HNI Corp (HNI)
Debt-to-capital ratio
Dec 31, 2023 | Dec 31, 2022 | Dec 31, 2021 | Dec 31, 2020 | Dec 31, 2019 | ||
---|---|---|---|---|---|---|
Long-term debt | US$ in thousands | 428,300 | 188,800 | 174,600 | 174,524 | 174,439 |
Total stockholders’ equity | US$ in thousands | 761,400 | 616,500 | 589,600 | 590,419 | 584,044 |
Debt-to-capital ratio | 0.36 | 0.23 | 0.23 | 0.23 | 0.23 |
December 31, 2023 calculation
Debt-to-capital ratio = Long-term debt ÷ (Long-term debt + Total stockholders’ equity)

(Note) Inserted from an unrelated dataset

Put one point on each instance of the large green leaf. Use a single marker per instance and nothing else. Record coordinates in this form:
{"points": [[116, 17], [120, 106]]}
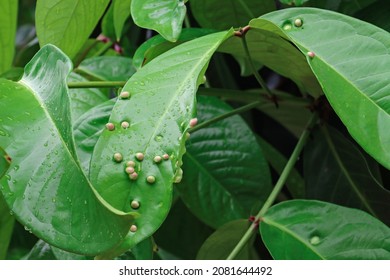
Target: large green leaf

= $428,300K ÷ ($428,300K + $761,400K)
= 0.36
The debt-to-capital ratio of HNI Corp has shown a notable increase from 0.23 in the years 2019, 2020, and 2021 to 0.36 as of December 31, 2023. This suggests that the company's reliance on debt as a portion of its capital structure has increased over the years, indicating a higher level of financial leverage. A higher debt-to-capital ratio may imply that the company is taking on more debt to finance its operations, acquisitions, or capital expenditures.
It is important to note that a higher debt-to-capital ratio can potentially lead to increased financial risk, as the company may have higher interest payments and debt obligations to fulfill. Investors and creditors typically monitor this ratio closely to assess the company's solvency and financial health. Therefore, HNI Corp's increasing debt-to-capital ratio may warrant further scrutiny to understand the reasons behind the change and assess the company's ability to manage its debt levels effectively.